10 And if Christ be in you, the body is dead because of sin; but the Spirit is life because of righteousness. (Romans 8:10 KJV)
William Burkitt’s Commentary
If Christ be in you, that is by his Holy Spirit, the body is dead, that is, still subject to death, because of sin, which will never cease to be in us till we die; but the Spirit is life, that is, will give life to it again, because of righteousness, or of that justification which is unto life.
Learn hence, That Christ in believers is a sure pledge and earnest to them of eternal life, both in body and soul; Christ is in believers two ways,
1. Objectively, as the object is in the faculty, or the things we think of, love and delight in, are in our hearts and minds: Thus Christ is said to dwell in our hearts by faith.

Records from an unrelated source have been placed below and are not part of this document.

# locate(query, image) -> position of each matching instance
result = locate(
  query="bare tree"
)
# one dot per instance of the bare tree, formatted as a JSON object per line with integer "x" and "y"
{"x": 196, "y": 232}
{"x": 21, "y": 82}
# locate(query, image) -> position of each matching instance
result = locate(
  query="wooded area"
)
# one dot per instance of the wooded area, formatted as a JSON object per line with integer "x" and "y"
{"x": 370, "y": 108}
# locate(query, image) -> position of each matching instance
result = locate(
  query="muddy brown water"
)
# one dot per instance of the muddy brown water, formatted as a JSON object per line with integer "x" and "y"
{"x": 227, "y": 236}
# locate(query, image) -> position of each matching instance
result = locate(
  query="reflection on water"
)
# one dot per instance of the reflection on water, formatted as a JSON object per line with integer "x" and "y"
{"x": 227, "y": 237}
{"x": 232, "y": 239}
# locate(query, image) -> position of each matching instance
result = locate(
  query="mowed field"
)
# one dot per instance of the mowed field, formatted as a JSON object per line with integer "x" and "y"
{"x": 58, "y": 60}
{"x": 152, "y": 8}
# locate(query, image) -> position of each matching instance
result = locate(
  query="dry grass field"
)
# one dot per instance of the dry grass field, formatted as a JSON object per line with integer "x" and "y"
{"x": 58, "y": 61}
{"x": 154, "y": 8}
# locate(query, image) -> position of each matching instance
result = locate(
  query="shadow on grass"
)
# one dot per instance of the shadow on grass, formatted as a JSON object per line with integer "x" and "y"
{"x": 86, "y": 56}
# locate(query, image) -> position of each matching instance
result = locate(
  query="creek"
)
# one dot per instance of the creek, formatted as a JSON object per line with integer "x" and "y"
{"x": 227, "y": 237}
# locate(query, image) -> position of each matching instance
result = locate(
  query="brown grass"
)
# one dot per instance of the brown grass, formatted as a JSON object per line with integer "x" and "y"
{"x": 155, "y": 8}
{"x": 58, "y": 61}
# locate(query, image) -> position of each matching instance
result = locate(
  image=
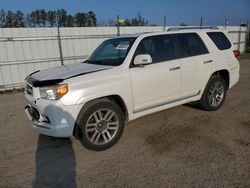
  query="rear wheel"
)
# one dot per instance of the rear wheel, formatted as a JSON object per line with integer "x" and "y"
{"x": 101, "y": 125}
{"x": 214, "y": 94}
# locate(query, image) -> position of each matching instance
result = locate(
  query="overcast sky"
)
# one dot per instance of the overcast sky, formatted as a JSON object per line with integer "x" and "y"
{"x": 214, "y": 12}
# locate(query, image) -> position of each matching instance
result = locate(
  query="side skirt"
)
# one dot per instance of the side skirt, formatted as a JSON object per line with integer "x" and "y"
{"x": 164, "y": 106}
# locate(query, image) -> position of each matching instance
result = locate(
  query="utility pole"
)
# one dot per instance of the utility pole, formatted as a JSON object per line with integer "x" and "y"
{"x": 201, "y": 23}
{"x": 59, "y": 39}
{"x": 164, "y": 24}
{"x": 118, "y": 25}
{"x": 226, "y": 23}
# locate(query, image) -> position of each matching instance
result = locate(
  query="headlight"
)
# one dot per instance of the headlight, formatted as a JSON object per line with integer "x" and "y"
{"x": 53, "y": 92}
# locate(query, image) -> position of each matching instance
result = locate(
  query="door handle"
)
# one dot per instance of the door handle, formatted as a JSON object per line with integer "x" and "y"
{"x": 208, "y": 61}
{"x": 174, "y": 68}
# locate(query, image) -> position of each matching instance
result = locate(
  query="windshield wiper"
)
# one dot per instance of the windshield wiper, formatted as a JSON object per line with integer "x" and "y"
{"x": 96, "y": 62}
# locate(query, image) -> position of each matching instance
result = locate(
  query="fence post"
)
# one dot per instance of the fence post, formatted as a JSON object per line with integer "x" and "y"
{"x": 118, "y": 25}
{"x": 59, "y": 39}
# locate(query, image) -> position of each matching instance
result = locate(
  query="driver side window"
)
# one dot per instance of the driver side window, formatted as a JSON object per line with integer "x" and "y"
{"x": 160, "y": 48}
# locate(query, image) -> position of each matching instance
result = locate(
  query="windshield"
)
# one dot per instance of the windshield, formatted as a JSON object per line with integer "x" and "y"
{"x": 111, "y": 52}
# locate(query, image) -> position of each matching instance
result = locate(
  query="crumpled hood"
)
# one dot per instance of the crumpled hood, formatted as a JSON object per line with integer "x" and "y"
{"x": 58, "y": 74}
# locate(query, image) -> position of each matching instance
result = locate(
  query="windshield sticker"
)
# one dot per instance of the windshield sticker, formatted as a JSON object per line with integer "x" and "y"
{"x": 122, "y": 47}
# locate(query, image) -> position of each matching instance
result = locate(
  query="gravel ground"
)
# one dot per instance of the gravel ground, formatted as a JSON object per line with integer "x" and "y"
{"x": 179, "y": 147}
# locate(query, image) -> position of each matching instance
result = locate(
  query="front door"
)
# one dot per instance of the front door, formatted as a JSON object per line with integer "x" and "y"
{"x": 157, "y": 83}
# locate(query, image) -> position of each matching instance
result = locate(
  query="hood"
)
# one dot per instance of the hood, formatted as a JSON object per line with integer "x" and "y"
{"x": 58, "y": 74}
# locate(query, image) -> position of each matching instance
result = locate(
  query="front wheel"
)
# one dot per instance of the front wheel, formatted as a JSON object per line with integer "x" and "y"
{"x": 214, "y": 94}
{"x": 101, "y": 125}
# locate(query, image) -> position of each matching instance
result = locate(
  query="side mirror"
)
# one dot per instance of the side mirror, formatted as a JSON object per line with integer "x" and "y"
{"x": 142, "y": 59}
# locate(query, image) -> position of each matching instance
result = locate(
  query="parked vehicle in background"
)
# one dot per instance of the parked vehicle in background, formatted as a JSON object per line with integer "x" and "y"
{"x": 129, "y": 77}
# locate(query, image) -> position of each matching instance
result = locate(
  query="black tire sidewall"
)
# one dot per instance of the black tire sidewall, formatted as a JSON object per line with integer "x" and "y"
{"x": 204, "y": 103}
{"x": 85, "y": 116}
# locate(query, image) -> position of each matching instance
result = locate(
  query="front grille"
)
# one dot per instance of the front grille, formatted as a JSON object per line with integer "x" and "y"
{"x": 28, "y": 89}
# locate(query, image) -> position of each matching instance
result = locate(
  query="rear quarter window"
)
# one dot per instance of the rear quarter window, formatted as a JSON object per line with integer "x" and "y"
{"x": 190, "y": 44}
{"x": 220, "y": 40}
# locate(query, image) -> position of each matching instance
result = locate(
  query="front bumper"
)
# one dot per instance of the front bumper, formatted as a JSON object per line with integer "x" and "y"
{"x": 50, "y": 118}
{"x": 46, "y": 128}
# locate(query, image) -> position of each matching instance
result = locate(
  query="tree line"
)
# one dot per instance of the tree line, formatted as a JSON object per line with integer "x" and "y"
{"x": 43, "y": 18}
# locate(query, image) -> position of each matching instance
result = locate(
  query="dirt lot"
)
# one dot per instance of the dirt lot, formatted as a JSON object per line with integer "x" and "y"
{"x": 179, "y": 147}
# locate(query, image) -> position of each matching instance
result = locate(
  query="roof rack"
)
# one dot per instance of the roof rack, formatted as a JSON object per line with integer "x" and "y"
{"x": 193, "y": 27}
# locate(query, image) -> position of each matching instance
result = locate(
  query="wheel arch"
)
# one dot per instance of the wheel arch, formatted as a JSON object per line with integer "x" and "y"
{"x": 224, "y": 73}
{"x": 114, "y": 98}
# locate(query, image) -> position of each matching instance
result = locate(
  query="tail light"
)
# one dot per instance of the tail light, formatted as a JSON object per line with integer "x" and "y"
{"x": 236, "y": 53}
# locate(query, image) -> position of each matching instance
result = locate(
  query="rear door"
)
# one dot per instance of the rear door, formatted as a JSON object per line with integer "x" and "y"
{"x": 195, "y": 62}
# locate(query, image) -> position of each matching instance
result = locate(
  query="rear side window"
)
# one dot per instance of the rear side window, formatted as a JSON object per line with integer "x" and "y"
{"x": 160, "y": 48}
{"x": 220, "y": 40}
{"x": 190, "y": 44}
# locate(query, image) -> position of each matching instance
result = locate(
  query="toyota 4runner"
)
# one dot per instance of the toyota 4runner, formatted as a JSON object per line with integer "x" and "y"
{"x": 129, "y": 77}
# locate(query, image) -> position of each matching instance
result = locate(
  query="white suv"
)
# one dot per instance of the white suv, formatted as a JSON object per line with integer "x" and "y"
{"x": 129, "y": 77}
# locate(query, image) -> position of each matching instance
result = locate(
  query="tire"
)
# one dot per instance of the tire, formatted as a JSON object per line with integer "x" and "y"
{"x": 214, "y": 94}
{"x": 101, "y": 124}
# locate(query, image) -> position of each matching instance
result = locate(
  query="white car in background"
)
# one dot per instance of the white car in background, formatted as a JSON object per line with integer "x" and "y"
{"x": 129, "y": 77}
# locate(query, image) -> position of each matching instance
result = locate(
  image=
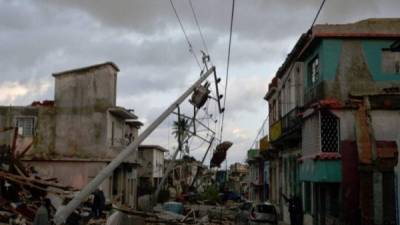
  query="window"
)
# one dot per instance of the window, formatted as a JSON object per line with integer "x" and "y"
{"x": 307, "y": 197}
{"x": 112, "y": 133}
{"x": 329, "y": 132}
{"x": 391, "y": 61}
{"x": 25, "y": 125}
{"x": 313, "y": 71}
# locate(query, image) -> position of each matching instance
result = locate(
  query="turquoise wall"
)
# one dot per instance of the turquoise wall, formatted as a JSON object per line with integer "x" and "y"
{"x": 316, "y": 51}
{"x": 330, "y": 55}
{"x": 373, "y": 54}
{"x": 329, "y": 50}
{"x": 321, "y": 171}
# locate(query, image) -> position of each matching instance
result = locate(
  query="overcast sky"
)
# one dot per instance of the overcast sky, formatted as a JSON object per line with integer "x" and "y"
{"x": 144, "y": 39}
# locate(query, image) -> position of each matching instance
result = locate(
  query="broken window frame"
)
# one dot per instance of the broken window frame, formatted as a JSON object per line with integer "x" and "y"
{"x": 314, "y": 71}
{"x": 28, "y": 130}
{"x": 390, "y": 61}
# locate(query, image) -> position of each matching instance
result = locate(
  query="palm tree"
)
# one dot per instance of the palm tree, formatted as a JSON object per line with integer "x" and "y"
{"x": 181, "y": 129}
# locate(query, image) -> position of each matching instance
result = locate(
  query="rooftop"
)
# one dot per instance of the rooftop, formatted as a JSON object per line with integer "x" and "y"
{"x": 144, "y": 147}
{"x": 87, "y": 68}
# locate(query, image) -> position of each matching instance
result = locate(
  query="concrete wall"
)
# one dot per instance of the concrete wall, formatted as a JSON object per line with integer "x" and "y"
{"x": 146, "y": 158}
{"x": 43, "y": 129}
{"x": 350, "y": 67}
{"x": 82, "y": 98}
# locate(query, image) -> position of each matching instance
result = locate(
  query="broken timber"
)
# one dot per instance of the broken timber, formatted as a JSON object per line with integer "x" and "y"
{"x": 107, "y": 171}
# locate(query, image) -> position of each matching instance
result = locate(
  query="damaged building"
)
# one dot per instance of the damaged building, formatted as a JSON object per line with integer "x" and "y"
{"x": 334, "y": 124}
{"x": 73, "y": 137}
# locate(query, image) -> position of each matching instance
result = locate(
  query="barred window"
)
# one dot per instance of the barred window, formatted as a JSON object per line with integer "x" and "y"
{"x": 25, "y": 125}
{"x": 329, "y": 132}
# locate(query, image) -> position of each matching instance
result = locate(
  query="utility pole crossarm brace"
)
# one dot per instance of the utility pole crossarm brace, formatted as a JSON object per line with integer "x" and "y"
{"x": 63, "y": 214}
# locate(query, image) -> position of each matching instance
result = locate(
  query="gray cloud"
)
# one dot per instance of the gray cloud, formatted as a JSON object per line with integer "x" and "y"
{"x": 143, "y": 38}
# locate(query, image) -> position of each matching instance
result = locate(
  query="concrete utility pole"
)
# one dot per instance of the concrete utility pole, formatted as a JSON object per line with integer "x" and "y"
{"x": 61, "y": 216}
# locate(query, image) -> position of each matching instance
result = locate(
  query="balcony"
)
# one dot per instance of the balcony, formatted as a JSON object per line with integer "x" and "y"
{"x": 291, "y": 121}
{"x": 315, "y": 93}
{"x": 275, "y": 131}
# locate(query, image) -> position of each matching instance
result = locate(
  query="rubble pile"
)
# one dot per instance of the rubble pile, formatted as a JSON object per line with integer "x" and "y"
{"x": 21, "y": 190}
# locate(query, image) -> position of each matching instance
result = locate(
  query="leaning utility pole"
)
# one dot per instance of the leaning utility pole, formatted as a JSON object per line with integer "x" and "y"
{"x": 63, "y": 214}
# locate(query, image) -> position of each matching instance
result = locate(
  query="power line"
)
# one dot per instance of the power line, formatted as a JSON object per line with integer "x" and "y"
{"x": 184, "y": 33}
{"x": 316, "y": 16}
{"x": 198, "y": 27}
{"x": 227, "y": 66}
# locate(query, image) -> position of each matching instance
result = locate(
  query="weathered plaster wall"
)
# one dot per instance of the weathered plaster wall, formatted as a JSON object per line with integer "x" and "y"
{"x": 82, "y": 99}
{"x": 386, "y": 124}
{"x": 43, "y": 134}
{"x": 350, "y": 66}
{"x": 146, "y": 157}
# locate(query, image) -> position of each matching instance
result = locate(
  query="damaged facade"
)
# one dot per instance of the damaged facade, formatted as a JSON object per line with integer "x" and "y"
{"x": 334, "y": 124}
{"x": 73, "y": 137}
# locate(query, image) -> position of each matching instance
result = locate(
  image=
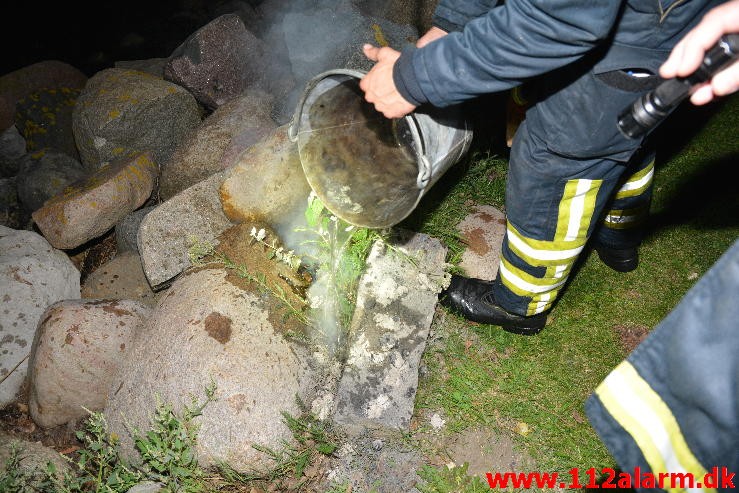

2. Effectively, so Christ is in believers by his Spirit, whose gracious influences produce life in them and likeness to him.
Learn, 2. That the bodies of believers, in whom Christ dwells, are subject to death as well as other men’s, and that because of sin, both original and actual: Sin brought mortality into their natures, death entered the world by sin, and sin goes out of the world by death; true, they are by Christ delivered from the sting, but not from the stroke of death; Their bodies are dead because of sin.
Learn, 3. That believers, though mortal, and subject to death with regard to their bodies, yet they live, and are in a state of immortality with regard to their souls: The Spirit is life; that is, the spirit of the believer is immortal, yet not exclusively, but emphatically; not as if other men’s souls did not live after death, but it is a life worse than death; it is a special immortality that the believer is a partaker of.
Learn, 4. The Spirit is life because of righteousness. If we understand it of Christ’s righteousness that gives us a right and title to salvation; if of our own inherent righteousness, that is a qualification to fit and prepare us for eternal life and salvation; take it in either sense, it teaches us, that without righteousness there can be no hope of eternal life and happiness; we can be neither fit for the employment of heaven nor for the enjoyment of heaven without it, Col 1:12.